After spending time at Bryce Canyon, Tom and I decided to check out Kodachrome Basin State Park.  Utah has spectacular state parks and several friends told us how much they enjoyed Kodachrome.  It is about 30 miles from Bryce.

In just about any other part of the United States, Kodachrome would be a park with a huge WOW factor.  After being at Bryce, however, Kodachrome did not impress us much.  We hiked the Grand Parade Trail which is two miles long with a detour for a box canyon.  After the up and down of Bryce, we were thankful that the Grand Parade Trail is fairly flat.  We admired the interesting rocks – some of them looked like they had melted and flowed into the stone below.  We shouted into the box canyons and listened to the echo.

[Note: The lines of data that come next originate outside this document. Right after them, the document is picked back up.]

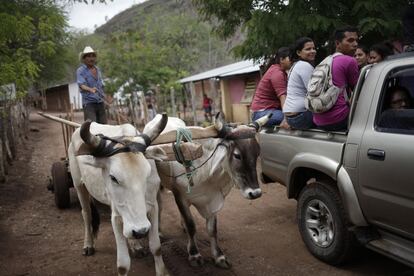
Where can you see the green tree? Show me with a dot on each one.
(270, 24)
(32, 42)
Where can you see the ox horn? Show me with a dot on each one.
(261, 121)
(87, 136)
(158, 128)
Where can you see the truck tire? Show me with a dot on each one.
(323, 224)
(60, 180)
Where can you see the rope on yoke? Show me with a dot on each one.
(184, 134)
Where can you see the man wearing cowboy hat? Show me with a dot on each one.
(89, 79)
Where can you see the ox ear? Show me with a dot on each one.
(84, 149)
(156, 153)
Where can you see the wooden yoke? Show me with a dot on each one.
(196, 132)
(189, 150)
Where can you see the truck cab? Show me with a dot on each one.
(354, 186)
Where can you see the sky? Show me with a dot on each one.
(86, 16)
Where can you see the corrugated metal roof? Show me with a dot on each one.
(250, 69)
(226, 70)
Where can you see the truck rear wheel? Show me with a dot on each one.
(323, 223)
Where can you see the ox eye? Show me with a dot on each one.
(113, 178)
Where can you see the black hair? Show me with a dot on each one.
(281, 53)
(391, 90)
(364, 48)
(339, 33)
(298, 46)
(382, 49)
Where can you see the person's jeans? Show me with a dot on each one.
(276, 118)
(340, 126)
(95, 112)
(303, 120)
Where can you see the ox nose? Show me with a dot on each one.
(141, 233)
(255, 194)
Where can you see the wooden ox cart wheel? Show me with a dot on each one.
(60, 181)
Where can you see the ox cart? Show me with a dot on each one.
(60, 181)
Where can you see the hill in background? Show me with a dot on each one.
(212, 52)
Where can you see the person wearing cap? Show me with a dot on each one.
(91, 86)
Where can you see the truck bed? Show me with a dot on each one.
(283, 150)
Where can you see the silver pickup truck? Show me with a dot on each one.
(356, 186)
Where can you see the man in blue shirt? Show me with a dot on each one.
(90, 83)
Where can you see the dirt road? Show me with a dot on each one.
(260, 237)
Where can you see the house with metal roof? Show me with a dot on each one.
(231, 87)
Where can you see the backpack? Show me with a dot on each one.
(322, 94)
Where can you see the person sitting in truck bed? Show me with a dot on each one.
(345, 74)
(303, 54)
(270, 94)
(398, 113)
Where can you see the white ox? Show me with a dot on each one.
(229, 161)
(116, 173)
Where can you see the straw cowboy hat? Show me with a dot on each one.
(87, 50)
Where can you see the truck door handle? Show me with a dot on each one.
(376, 154)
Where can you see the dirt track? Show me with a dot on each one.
(260, 237)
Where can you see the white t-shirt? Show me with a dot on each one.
(299, 77)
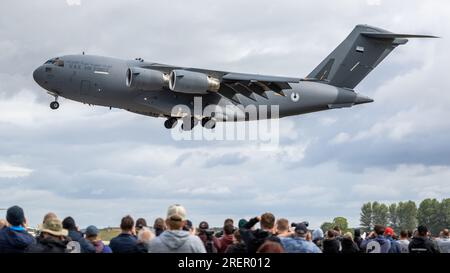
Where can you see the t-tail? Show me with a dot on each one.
(357, 56)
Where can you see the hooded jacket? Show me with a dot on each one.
(13, 241)
(176, 241)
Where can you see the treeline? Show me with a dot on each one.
(431, 213)
(406, 215)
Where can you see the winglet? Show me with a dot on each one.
(378, 35)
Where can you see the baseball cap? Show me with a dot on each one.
(176, 212)
(242, 223)
(389, 231)
(15, 216)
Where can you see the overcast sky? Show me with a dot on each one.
(98, 165)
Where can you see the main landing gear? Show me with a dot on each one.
(189, 123)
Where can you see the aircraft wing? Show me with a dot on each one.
(232, 83)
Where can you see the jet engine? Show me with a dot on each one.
(146, 79)
(185, 81)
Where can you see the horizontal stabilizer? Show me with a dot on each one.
(394, 35)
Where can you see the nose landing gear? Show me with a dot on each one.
(170, 123)
(189, 124)
(54, 104)
(208, 123)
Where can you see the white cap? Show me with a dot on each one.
(176, 212)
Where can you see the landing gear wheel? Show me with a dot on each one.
(54, 105)
(208, 123)
(190, 124)
(170, 123)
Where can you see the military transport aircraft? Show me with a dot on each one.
(155, 89)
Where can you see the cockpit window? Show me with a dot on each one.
(55, 61)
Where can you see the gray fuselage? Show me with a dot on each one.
(97, 80)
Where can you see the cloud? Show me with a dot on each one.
(73, 2)
(11, 171)
(99, 165)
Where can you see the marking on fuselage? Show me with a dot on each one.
(295, 96)
(101, 72)
(353, 68)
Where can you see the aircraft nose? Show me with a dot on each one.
(38, 75)
(360, 99)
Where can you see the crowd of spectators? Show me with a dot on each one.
(177, 234)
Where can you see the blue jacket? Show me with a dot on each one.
(299, 245)
(13, 241)
(124, 243)
(77, 236)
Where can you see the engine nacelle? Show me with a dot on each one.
(185, 81)
(146, 79)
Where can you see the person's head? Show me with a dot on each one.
(403, 234)
(145, 235)
(379, 230)
(337, 230)
(228, 229)
(69, 223)
(317, 235)
(127, 224)
(242, 223)
(203, 226)
(410, 234)
(331, 234)
(270, 247)
(53, 227)
(301, 230)
(267, 221)
(91, 233)
(388, 231)
(282, 226)
(228, 221)
(48, 216)
(140, 223)
(422, 231)
(188, 226)
(348, 235)
(159, 224)
(176, 217)
(237, 236)
(15, 216)
(3, 223)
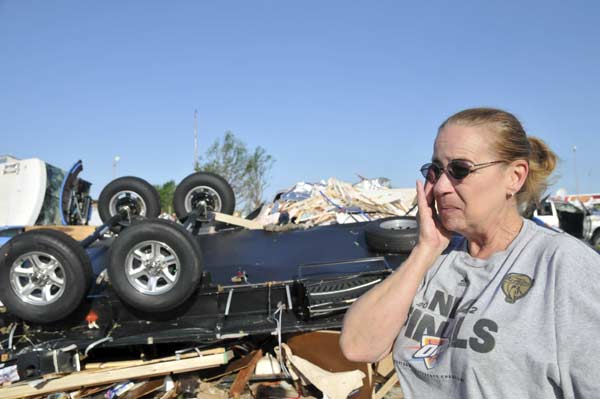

The most interesting feature in Kodachrome Basin State Park is the sedimentary pipes.  These look like giant smokestacks made out of rock.  There are 67 pipes in Kodachrome.  No one is sure how the pipes formed but all the theories involve water and erosion of stone.  Having so many of the pipes in one place makes Kodachrome unique.

After hiking the Grand Parade Trail we drove by the nice campground – with big bathouse and laundromat – and then walked the Nature Trail.  This is a short trail that has interesting waysides to explain the geology and biology of the area.  A portion of the Nature Trail is paved.

We enjoyed our visit to Kodachrome Basin State Park but still prefer Bryce.  Kodachrome is a good place to stay if you want to avoid crowds.  We didn’t see any other people until we were at the end of the Grand Parade Trail.  And, like most state parks, you can explore pretty much wherever you want to go.  The entry fee is $5 per vehicle, payable at self-service stations.